This week I look at mason jars and find out who they're named after and who actually made the money. Come along for the ride this week as I ask, mason jars, how did that happen?
The idea of “heat-based canning” emerged in 1806 and was popularized by Nicholas Appert, a French cook who had been inspired by the need to preserve foods for long periods during the Napoleonic wars.
Appert originally used champagne bottles, which he secured with the improbable mixture of cheese and lime. He soon exchanged champagne bottles for glasses with wider necks, and by 1803 his canned goods were being successfully distributed to the French Navy.
Up until the early 1800’s most vegetables were only available seasonally because there was no refrigeration at the time.
This is what lead to the popularization of canning. Mason Jars changed the way American families cooked. Before canning, families had to live off things like smoked meats and heavily salted meats.
Before mason jars most jars had a flat unthreaded top, across the top a tin lid would be placed and sealed with wax.
The wax did not always work. If it wasn’t properly applied then air could get in and you basically just have a jar of slowly rotting vegetables.
This sounds like a very olden times thing to do. These guys used to seal their letters with wax and now we know they did the same with jars.
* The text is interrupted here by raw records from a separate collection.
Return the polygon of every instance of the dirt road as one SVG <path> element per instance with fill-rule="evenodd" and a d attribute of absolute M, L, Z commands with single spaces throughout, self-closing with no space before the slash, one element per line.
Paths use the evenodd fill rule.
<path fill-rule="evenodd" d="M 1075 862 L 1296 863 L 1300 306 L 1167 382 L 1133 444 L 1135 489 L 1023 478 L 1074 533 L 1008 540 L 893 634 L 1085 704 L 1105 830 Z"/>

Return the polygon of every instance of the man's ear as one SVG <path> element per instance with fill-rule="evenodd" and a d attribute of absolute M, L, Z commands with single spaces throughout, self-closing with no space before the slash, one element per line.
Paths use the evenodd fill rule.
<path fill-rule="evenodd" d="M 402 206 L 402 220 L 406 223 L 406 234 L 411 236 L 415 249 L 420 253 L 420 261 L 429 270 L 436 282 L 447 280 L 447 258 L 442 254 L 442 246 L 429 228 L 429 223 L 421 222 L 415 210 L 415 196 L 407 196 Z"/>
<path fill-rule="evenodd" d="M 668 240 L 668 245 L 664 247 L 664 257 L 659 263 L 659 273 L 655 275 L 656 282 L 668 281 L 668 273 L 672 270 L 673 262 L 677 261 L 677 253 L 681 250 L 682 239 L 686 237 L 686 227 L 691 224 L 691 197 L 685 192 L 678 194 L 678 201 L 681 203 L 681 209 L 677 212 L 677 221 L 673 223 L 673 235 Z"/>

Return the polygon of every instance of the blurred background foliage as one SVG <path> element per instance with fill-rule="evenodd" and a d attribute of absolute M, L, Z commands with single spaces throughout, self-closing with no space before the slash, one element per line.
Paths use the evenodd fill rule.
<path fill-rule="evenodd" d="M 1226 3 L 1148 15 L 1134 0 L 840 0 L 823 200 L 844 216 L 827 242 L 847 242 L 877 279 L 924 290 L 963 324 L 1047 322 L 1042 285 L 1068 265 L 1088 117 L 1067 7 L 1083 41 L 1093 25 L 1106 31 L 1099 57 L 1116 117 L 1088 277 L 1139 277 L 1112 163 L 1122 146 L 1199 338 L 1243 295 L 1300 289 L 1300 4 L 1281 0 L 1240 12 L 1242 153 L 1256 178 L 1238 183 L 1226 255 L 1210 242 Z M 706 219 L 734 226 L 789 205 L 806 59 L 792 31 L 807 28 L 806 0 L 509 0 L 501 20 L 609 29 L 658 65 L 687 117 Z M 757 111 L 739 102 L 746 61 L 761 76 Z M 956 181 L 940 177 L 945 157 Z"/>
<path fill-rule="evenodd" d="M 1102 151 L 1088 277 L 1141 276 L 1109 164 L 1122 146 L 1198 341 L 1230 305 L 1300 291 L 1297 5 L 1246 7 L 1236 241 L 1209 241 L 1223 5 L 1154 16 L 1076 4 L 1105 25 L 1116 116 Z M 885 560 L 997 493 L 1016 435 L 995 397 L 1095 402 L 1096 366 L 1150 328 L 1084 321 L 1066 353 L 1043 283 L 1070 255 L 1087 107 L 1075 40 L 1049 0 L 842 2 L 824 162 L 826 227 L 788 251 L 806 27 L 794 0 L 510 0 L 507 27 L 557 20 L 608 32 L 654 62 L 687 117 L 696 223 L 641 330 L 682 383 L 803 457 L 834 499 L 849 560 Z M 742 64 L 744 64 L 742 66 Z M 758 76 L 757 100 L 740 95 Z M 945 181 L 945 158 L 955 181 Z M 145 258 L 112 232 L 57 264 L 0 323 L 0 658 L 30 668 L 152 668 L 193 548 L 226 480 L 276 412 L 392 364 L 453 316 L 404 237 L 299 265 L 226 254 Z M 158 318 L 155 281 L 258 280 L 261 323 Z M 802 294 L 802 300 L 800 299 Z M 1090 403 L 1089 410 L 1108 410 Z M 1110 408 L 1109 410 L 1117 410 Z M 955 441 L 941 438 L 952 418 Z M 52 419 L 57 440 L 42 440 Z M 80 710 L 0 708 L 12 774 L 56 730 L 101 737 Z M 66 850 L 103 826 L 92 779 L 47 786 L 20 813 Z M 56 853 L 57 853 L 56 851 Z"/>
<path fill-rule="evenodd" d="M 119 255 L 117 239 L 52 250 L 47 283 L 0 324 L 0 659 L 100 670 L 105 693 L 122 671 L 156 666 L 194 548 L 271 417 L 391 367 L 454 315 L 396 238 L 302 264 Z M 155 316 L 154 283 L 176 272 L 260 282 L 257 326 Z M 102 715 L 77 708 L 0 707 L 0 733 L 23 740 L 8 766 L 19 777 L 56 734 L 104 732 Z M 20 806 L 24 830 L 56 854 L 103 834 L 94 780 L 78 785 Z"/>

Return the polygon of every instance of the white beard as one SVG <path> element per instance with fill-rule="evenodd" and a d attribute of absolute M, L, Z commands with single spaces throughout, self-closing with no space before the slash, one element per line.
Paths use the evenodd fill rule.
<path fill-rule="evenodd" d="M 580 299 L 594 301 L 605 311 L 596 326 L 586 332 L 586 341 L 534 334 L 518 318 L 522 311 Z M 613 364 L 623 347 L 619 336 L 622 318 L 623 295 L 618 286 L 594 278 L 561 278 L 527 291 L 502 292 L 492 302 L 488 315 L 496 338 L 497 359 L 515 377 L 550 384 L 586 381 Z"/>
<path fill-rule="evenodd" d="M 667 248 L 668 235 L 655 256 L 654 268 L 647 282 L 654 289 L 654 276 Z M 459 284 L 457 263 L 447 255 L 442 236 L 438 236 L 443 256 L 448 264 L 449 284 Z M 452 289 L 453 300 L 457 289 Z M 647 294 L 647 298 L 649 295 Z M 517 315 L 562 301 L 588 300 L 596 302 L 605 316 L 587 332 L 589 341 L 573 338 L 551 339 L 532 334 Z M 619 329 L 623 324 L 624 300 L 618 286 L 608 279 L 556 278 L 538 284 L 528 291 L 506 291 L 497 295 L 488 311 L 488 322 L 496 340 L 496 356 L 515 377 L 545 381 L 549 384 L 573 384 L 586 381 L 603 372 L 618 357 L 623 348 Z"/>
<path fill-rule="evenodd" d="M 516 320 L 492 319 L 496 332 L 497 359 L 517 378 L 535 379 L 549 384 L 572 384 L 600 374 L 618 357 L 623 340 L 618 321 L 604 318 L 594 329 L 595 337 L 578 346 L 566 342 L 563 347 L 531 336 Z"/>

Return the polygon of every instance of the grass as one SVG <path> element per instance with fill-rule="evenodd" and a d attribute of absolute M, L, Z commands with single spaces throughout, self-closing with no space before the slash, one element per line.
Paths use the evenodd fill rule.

Mason Jars were created by a man named John Landis Mason in 1858. Mason was a Philadelphia tinsmith which is a person who makes and fixes things made of tin and other light metals. Mason is also credited with making the first screw-off salt shaker top in the same year.
Landis was only 26 when he patented the design and the design for the top came first. The jar was designed around the lid.
Mason added threads to a lid that went over the jar itself. Making for a tighter seal than anything else on the market. These jars were also important because it marked the first time that bleached glass was used.
We talked about this a little bit during the bottled water episode because they used to bottle their water in green colored glass.
It was a big deal for people to be able to look into the jar and see whats in there. We take it for granted now, but it was a hot commodity in the mid 1800’s
He filed a patent for his invention and when it was granted Mason would print his jars with the patent date. He’s not vain or anything.
The earliest mason jars were made from transparent aqua glass, and are often referred to by collectors as “Crowleytown Jars,” as many believe they were first produced in the New Jersey village of Crowleytown.
There are different collector’s mason jars that sell for thousands of dollars. One in particular is called the upside down jar because it was made to rest on its lid. Like the ketchup and mayo bottles of today.
Mason tried to regain control of his invention, but after various court cases and failed business partnerships he was edged out.Mason would die in poverty in a tenement house in 1902
He would license his design to some companies but most other companies just took it for free and made their own knock offs. One of the companies that actually licensed the tech was the Ball jar company.
Enter the Ball brothers. In 1880, the year after Mason’s original patent expired, the five brothers—Edmund, Frank, George, Lucius and William—bought the small Wooden Jacket Can Company of Buffalo, New York, with a $200 loan from their uncle.
The company produced wood-jacketed tin containers for storing things like kerosene, but the Ball brothers soon moved on to tin cans and glass jars. After changing their name to the Ball Brothers Manufacturing Company, they set up shop in Muncie, Indiana, where natural gas fields provided plentiful fuel for glassblowing.
Soon they were the largest producer of mason jars in America. Their early jars still bore the words “Mason’s Patent 1858.”